Bringing a slice of America to an Aussie wealth manager



Stellan Capital’s new CEO Jim DeCarlo details how the firm is looking to organically double its assets within 18 months and its goals for the long-term future.
The private wealth management company was established in 2019 by founding partners Tom Hicks, David Leon and Ivan Rados, and has offices located in Adelaide and Melbourne.
Stellan Capital provides strategic financial planning, portfolio management and family office services to high-net-worth (HNW) and ultra-high-net-worth (UHNW) Australians.
Having recently appointed DeCarlo as its new chief executive earlier this month, Money Management spoke with the CEO to unpack his plans for Stellan in the near future and over the longer term.
DeCarlo holds more than three decades of experience working in financial services across the globe, having begun his career in Australia and worked in the US wealth management space from 2012 up until last year.
In the US, he helped wealth management company StratWealth double its size from US$800 million ($1.2 billion) in assets under management (AUM) to US$1.6 billion over three years as its chief executive.
After the company was acquired by US-based advisory firm Wealthspire Advisors, DeCarlo took up the role of chief growth officer at Wealthspire and grew its AUM from US$10 billion to nearly US$20 billion over another three-year period.
“What I learnt in the US is how to scale a business; restructure a business; create a change management culture that drives innovation, collaboration; provides psychological safety; and always builds trust – all driven towards one thing: how do you create a client experience that’s repeatable?” he told Money Management.
DeCarlo has similar plans for Stellan Capital, he explained. The business has just over $1 billion in client assets which he is looking to grow twofold over the next 12–18 months.
“The vision is Stellan 2.0 – it doesn’t happen overnight. It’s a slow process. It has to happen gently and has to happen organically,” the CEO said.
“The immediate vision is to double it – let’s go to $2 billion. But to do that, there’s a technology conversation that needs to take place. I think artificial intelligence (AI) will help scale the business big time. We’ve got a couple of big projects going on right now that will improve our technology stack itself and will bring more efficiency to the planning processes as well.”

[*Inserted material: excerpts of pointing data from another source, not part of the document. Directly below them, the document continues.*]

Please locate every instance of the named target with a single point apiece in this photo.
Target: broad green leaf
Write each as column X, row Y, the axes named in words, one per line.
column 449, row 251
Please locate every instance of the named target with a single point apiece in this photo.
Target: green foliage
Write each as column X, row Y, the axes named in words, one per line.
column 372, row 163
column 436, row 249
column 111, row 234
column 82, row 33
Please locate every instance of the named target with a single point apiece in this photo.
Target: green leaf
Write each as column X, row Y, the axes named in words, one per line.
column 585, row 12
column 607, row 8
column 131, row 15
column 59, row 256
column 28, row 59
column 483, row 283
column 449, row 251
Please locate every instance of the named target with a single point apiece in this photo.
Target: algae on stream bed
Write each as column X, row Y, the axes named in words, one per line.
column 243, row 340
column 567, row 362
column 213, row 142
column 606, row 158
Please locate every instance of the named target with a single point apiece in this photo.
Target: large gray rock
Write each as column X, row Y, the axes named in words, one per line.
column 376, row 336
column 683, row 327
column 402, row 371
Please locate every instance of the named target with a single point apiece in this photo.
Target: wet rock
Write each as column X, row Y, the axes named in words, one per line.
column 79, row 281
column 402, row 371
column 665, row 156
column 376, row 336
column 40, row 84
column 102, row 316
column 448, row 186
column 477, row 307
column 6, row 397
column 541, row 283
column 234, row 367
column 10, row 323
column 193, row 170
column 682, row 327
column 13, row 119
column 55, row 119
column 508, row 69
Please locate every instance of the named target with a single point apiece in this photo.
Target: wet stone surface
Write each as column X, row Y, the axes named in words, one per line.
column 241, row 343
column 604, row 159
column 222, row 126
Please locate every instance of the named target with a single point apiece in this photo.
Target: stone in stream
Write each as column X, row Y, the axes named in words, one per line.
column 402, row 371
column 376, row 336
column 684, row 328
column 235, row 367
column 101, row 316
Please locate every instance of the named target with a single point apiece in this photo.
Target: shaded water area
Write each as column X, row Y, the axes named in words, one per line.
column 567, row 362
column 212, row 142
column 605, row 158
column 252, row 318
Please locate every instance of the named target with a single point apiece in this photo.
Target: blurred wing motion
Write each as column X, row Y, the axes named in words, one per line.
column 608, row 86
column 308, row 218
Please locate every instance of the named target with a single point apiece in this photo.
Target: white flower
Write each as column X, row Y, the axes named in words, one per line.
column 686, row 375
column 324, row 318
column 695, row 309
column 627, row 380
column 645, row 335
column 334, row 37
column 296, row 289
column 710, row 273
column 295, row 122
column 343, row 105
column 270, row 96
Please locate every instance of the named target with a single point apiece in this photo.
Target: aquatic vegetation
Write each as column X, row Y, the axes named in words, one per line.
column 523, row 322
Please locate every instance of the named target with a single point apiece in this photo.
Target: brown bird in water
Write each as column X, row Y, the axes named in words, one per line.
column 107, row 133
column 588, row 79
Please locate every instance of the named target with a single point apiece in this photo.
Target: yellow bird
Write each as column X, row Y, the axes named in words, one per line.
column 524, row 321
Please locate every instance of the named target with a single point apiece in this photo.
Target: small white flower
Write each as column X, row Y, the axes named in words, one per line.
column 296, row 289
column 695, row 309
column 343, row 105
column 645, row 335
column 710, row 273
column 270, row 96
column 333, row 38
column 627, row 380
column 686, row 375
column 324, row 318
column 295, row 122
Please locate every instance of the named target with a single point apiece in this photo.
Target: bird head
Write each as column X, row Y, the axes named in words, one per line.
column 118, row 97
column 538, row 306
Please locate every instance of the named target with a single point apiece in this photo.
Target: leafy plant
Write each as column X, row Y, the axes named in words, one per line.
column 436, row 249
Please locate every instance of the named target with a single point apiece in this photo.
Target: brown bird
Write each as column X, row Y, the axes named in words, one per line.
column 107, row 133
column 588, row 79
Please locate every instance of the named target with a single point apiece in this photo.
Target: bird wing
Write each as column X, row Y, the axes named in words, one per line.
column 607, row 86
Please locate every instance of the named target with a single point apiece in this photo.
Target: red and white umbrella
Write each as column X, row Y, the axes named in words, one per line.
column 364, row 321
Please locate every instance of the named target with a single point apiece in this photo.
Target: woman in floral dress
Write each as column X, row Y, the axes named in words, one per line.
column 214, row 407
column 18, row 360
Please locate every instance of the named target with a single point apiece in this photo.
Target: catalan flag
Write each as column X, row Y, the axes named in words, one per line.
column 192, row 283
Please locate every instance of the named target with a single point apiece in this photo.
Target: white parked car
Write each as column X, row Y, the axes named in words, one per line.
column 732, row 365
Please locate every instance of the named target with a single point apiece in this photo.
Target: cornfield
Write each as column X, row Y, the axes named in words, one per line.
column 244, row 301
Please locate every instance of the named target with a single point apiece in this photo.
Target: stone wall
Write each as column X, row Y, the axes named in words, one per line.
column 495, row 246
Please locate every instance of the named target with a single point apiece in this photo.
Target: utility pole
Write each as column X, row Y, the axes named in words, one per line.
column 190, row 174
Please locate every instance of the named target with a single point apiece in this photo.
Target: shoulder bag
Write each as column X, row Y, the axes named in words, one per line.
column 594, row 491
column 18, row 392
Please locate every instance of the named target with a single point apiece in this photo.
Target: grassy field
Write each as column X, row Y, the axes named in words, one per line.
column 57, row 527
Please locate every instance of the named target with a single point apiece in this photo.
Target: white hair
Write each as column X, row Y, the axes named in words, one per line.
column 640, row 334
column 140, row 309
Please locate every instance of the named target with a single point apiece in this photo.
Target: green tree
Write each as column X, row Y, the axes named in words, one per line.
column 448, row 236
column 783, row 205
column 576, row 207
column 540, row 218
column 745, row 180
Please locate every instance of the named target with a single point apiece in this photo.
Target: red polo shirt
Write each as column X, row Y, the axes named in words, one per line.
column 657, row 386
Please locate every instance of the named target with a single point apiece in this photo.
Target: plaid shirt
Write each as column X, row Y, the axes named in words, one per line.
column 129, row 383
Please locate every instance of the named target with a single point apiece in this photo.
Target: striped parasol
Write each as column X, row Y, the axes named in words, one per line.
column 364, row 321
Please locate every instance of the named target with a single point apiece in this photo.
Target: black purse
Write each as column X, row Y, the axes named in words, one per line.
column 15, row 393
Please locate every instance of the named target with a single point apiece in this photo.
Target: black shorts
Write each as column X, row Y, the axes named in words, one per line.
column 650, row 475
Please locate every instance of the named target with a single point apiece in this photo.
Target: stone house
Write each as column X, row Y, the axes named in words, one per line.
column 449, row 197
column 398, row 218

In addition to improving the company’s technology stack, driving organic growth in its client base is another key focus to achieve its goal, according to DeCarlo.

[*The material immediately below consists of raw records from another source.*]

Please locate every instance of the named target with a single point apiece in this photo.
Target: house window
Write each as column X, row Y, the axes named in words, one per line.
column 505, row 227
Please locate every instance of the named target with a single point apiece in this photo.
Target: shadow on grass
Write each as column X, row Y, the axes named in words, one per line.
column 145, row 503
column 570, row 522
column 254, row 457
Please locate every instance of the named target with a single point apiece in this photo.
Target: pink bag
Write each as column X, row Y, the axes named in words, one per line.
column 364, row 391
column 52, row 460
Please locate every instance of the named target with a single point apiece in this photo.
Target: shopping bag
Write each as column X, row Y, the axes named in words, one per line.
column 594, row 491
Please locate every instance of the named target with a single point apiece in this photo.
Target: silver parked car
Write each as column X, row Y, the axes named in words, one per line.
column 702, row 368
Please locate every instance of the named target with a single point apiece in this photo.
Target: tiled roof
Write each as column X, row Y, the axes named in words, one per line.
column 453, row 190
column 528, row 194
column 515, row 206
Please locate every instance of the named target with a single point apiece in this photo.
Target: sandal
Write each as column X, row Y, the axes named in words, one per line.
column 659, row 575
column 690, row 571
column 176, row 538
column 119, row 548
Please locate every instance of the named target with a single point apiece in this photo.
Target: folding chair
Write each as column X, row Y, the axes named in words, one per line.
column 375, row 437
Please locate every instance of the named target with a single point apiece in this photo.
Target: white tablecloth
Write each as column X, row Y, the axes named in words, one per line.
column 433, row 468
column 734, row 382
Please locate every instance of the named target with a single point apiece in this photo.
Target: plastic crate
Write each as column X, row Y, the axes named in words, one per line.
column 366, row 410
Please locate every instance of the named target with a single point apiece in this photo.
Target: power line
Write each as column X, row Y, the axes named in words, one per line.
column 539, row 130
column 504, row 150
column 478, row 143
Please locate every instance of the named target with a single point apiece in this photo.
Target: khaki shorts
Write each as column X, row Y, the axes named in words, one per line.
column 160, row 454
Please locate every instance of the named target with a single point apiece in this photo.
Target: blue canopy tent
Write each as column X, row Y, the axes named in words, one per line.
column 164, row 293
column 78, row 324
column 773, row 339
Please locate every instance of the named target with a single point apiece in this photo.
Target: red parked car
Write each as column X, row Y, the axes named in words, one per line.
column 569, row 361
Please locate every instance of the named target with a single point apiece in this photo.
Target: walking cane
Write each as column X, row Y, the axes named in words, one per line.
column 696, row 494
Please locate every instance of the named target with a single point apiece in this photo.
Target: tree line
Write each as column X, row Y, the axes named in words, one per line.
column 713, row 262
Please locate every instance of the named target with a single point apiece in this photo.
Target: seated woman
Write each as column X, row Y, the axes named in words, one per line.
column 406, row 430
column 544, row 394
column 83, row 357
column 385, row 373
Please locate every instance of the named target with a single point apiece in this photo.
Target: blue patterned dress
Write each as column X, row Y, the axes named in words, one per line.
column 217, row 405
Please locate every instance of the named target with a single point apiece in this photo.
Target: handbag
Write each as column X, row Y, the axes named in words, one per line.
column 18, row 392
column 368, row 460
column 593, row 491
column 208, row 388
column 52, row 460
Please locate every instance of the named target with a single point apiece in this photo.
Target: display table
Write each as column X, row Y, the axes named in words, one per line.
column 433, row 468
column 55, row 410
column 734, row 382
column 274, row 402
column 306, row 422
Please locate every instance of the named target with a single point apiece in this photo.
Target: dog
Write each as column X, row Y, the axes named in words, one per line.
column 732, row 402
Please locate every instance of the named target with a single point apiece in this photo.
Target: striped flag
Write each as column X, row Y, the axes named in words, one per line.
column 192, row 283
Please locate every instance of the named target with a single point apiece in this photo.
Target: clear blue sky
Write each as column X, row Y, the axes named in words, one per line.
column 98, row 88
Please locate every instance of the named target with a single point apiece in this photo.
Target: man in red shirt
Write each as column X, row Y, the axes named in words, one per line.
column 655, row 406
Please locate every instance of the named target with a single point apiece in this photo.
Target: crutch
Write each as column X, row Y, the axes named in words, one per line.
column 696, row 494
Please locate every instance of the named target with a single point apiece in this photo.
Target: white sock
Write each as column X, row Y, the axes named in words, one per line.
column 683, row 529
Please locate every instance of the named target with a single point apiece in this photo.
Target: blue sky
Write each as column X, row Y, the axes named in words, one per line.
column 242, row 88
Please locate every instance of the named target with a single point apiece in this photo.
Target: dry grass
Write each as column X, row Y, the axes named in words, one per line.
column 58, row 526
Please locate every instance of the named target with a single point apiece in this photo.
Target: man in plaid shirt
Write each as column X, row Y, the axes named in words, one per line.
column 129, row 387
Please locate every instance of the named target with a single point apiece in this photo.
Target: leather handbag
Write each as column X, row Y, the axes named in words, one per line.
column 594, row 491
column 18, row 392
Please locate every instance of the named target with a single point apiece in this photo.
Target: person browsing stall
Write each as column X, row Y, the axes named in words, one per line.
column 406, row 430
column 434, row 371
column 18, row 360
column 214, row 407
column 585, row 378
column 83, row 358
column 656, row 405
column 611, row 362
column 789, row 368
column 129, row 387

“We’ve got a client base that’s just a tremendous audience for us, where we’re growing organically. We can’t just grow for the sake of growth, we have to have a reason. ‘Serving others to make their lives better’ is what I want to see going on the outside. What I want inside, and I’m hoping for, is a culture that says: ‘You grow, we grow. I invest in you. You grow intellectually, you grow your skill sets, you grow financially, but we grow as a firm.’ Because if you’re growing, we’re growing.”
Moreover, Stellan is focused on hiring additional support staff to gain more time back for its financial advisers.
DeCarlo continued: “We’re hiring. We’re adding a new trader analyst, adding a new associate adviser, adding a new client service associate. I want to free some people up so we can do more.”
While Stellan is doubling down on organic growth in the short term, the chief executive plans for M&A and inorganic growth to become a part of its strategy later down the line.
“My role is to manage the business and to create a beautiful business. So when we go to $2 billion [in assets], we’ll go to $3 billion. Then $3 billion to $5 billion to $7 billion. By then, we’re acquiring and going national,” he described.
Wealth management goes global
Reflecting on his experience working in the US market, DeCarlo said he expects the globalisation of wealth management to continue in Australia.
“What I really learnt in the US is that this is a global play. I think wealth management and financial services are going global.”
Namely, he believes that the entry of overseas private equity (PE) firms in the Australian advice industry is “here to stay”.
Several PE companies have already taken an interest in the Australian market, including Oaktree Capital investing $240 million in AZ NGA and the ongoing bidding war for Insignia Financial from Bain Capital and CC Capital.
Wealth management consultancy Finura also expects the “great privatisation of wealth” to continue in 2025, with names such as AMP, Iress, Praemium and Bravura potentially being eyed out, it predicted.
DeCarlo said: “I think private equity is here to stay. I know there are a few [PE firms] running around in Australia now. I think we’ll see more show up in Australia.”
He hinted that over the long term, being backed by an international PE company could be on the cards for Stellan if it were to seek out additional capital.
“Frankly, I would like to get Stellan ready, because we’re going to need capital to grow at some point when we start to go into organic growth. It’s possible to have an investor come in to help us do that. Private equity would absolutely be part of that conversation.”